Was kann direkte Demokratie?

Ass.-Prof. Dr. Klaus Poier von der Karl-Franzens-Universität Graz zeigte weitere Grenzen der direktdemokratischen Mittel auf: Die Volksabstimmung ist zwar als Instrument in der Verfassung verankert, hat aber das Volk deshalb wirklich mehr Mitsprache? Formell ja, inhaltlich: Kommt drauf an. Die Fragen, die man sich hier stellen muss, sind: Wie kommt es zur Volksabstimmung?(Wollen es die politischen Eliten oder die Bürger?) Worüber wird abgestimmt? Gibt es eine Mindestpräsenzquote? Bezüglich Quoten ist Poier skeptisch, denn die Erfahrungen aus Italien zeigen, dass oft auch die Nichtteilnahme bei einer Volksabstimmung als Wahlentscheidung getroffen wird, eine Volksabstimmung dadurch aber selten die dafür nötige Quote erreicht.

Wie der Einsatz der direktdemokratischen Elemente in der Vergangenheit gezeigt hat, gibt es Strategien dahinter: Grundsätzlich muss zwischen der direkten Demokratie „von oben“ und jener „von unten“ unterschieden werden. So kann eine Regierung, egal ob auf Bundes-, Landes- oder Gemeindebene, eine Volksabstimmung beispielsweise einsetzen, um eine bedeutsame Veränderung zu legitimieren (wie dies z.B. beim EU-Beitritt passiert ist), eine weitere Strategie ist die Emotionalisierung der Regierungspolitik, oder das Heraushalten von Themen aus dem Wahlkampf. Von unten angeregt werden können diese Elemente um neue Ideen einzubringen, zu mobilisieren oder ein Veto gegen Regierungsentscheidungen einzulegen.

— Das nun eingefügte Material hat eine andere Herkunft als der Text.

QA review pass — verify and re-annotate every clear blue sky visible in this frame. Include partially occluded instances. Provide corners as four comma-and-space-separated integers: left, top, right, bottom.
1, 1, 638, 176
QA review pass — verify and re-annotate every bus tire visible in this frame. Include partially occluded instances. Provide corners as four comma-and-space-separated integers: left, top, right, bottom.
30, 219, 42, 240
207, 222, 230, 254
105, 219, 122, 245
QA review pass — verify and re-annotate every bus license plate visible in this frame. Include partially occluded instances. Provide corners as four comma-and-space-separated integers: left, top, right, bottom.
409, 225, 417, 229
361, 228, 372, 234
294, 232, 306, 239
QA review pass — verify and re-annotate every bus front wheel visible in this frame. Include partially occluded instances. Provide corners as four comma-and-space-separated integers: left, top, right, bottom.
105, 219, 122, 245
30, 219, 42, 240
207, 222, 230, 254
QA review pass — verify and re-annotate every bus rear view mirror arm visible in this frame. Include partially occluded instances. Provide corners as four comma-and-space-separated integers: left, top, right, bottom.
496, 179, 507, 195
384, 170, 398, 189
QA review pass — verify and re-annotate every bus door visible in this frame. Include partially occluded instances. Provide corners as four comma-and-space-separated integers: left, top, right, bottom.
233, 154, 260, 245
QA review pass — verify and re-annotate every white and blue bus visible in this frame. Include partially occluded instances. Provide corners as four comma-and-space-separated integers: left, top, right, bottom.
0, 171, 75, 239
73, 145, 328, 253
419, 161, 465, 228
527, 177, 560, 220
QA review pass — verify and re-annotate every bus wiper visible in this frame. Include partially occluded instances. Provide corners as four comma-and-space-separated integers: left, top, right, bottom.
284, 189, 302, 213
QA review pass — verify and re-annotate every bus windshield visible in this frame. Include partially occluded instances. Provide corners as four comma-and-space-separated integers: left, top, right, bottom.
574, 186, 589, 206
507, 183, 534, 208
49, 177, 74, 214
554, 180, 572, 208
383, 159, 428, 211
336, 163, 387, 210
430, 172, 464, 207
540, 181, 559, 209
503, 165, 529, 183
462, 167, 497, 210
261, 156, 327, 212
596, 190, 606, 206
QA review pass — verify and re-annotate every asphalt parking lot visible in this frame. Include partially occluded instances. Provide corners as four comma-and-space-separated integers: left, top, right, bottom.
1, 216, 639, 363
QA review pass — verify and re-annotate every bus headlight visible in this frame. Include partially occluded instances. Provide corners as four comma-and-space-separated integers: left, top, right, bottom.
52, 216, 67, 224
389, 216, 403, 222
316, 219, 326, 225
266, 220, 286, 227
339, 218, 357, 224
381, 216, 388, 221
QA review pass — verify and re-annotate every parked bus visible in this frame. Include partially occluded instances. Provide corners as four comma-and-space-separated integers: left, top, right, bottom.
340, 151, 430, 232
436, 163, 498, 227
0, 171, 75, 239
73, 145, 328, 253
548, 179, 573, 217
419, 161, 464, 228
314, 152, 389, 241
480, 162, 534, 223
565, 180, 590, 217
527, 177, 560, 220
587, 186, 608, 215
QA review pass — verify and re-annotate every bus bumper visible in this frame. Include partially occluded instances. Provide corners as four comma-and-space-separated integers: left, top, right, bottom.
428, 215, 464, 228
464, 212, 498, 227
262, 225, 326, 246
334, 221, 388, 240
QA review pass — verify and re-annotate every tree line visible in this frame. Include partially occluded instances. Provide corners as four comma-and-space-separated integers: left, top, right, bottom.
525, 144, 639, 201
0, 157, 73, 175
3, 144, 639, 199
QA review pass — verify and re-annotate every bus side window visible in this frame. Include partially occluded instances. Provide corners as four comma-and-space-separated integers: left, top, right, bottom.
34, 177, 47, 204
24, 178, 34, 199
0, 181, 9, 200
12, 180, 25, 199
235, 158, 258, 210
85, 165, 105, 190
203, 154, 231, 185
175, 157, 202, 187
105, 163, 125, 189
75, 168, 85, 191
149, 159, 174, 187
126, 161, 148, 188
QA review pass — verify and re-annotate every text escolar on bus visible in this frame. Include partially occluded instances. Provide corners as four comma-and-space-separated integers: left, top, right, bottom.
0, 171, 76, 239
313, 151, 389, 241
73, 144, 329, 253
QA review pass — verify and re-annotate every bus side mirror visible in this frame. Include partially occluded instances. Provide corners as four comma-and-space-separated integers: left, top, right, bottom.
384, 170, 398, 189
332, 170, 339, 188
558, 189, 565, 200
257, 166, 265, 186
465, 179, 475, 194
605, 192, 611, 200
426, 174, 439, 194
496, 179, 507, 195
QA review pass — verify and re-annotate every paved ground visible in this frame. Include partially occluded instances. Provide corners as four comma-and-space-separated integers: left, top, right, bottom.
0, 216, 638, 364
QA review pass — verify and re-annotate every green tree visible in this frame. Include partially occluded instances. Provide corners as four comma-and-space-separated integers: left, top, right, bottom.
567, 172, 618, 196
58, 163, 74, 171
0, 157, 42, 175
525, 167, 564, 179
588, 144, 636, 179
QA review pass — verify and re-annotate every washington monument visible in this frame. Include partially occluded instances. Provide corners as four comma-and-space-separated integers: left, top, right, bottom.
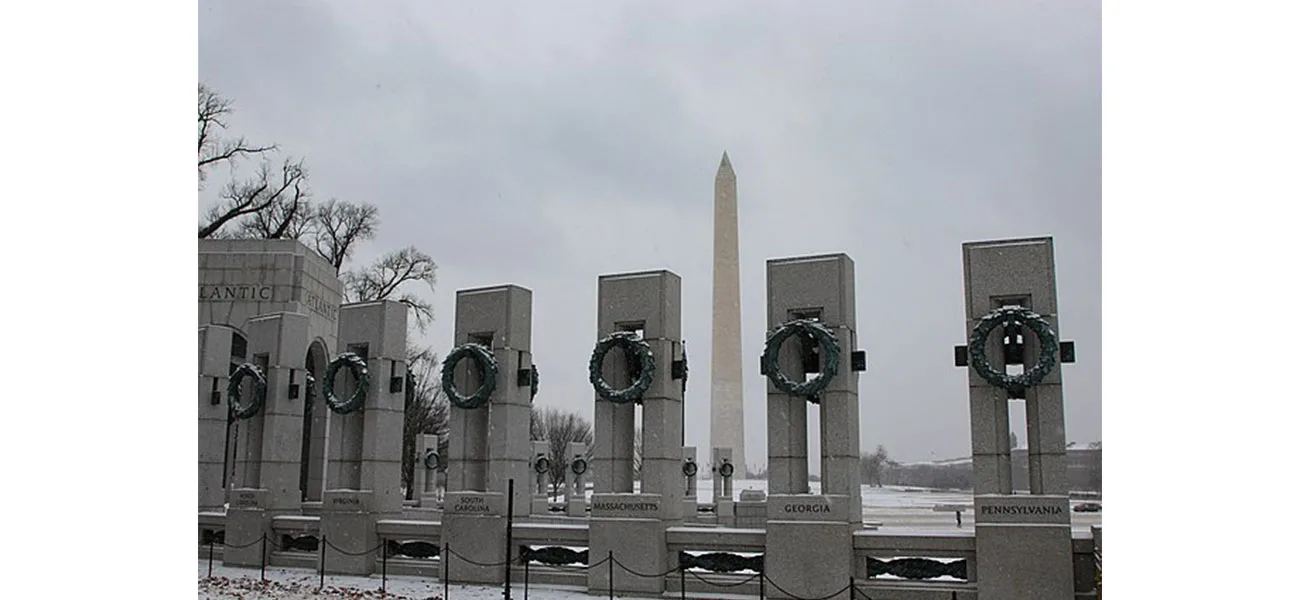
710, 151, 745, 474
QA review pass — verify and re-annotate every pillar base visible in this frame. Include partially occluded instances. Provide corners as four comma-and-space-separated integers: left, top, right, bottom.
319, 490, 380, 576
443, 492, 508, 584
222, 489, 269, 568
588, 518, 669, 595
974, 495, 1074, 600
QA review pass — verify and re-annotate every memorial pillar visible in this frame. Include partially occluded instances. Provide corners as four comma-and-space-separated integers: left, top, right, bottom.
442, 285, 534, 584
762, 254, 866, 600
587, 270, 685, 596
682, 446, 698, 521
566, 442, 588, 517
418, 433, 441, 508
224, 312, 311, 567
319, 301, 407, 575
958, 237, 1074, 600
198, 324, 235, 513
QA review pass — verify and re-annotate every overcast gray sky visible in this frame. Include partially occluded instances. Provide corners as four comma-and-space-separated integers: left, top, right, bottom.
199, 0, 1100, 468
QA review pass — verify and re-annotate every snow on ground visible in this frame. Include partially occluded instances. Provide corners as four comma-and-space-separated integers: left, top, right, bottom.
199, 561, 610, 600
198, 485, 1098, 598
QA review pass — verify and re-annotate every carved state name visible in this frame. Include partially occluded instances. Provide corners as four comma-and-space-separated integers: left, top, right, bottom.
782, 504, 831, 513
591, 502, 659, 511
451, 497, 492, 513
979, 504, 1063, 515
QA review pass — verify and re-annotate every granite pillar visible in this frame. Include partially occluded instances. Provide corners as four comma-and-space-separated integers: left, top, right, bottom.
961, 237, 1073, 600
225, 312, 310, 568
566, 442, 588, 517
319, 301, 407, 575
762, 254, 863, 600
588, 270, 685, 595
442, 285, 533, 584
198, 324, 234, 513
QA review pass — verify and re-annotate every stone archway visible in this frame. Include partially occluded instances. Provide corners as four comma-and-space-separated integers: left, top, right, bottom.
223, 330, 249, 493
300, 339, 329, 502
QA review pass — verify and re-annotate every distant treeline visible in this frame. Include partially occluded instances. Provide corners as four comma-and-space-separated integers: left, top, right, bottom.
863, 445, 1102, 493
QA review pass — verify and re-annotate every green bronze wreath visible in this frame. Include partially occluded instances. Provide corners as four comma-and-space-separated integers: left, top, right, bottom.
423, 450, 440, 471
683, 459, 699, 477
227, 362, 267, 420
968, 305, 1059, 394
441, 343, 498, 409
571, 457, 588, 476
589, 331, 656, 404
679, 344, 689, 391
760, 319, 841, 402
323, 352, 370, 414
718, 461, 735, 478
534, 455, 551, 475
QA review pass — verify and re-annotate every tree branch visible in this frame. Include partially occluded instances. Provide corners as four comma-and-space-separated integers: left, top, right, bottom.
199, 158, 307, 238
197, 84, 275, 185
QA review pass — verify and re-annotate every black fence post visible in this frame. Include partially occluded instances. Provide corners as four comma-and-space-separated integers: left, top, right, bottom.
849, 575, 855, 599
260, 533, 267, 582
207, 536, 215, 578
679, 564, 685, 600
381, 537, 388, 594
318, 535, 326, 591
524, 557, 530, 600
759, 570, 765, 600
443, 543, 450, 600
505, 478, 515, 600
608, 551, 614, 600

Während man sich über den Einsatz von Befragung, Volksbegehren und Co auf Bundes- und Landesebene recht schnell eine Übersicht verschaffen kann, ist die Datenlage auf kommunaler Ebene eher mager. Eine erste Erhebung Poiers hat gezeigt, dass direktdemokratische Elemente in den letzten Jahren vermehrt zum Einsatz gekommen sind. Gerade in der Steiermark gibt es aufgrund der zahlreichen Bürgerbefragungen zur Gemeindestrukturreform einen sprunghaften Anstieg. Partizipation und direkte Demokratie liegen auf kommunaler Ebene „im Trend“.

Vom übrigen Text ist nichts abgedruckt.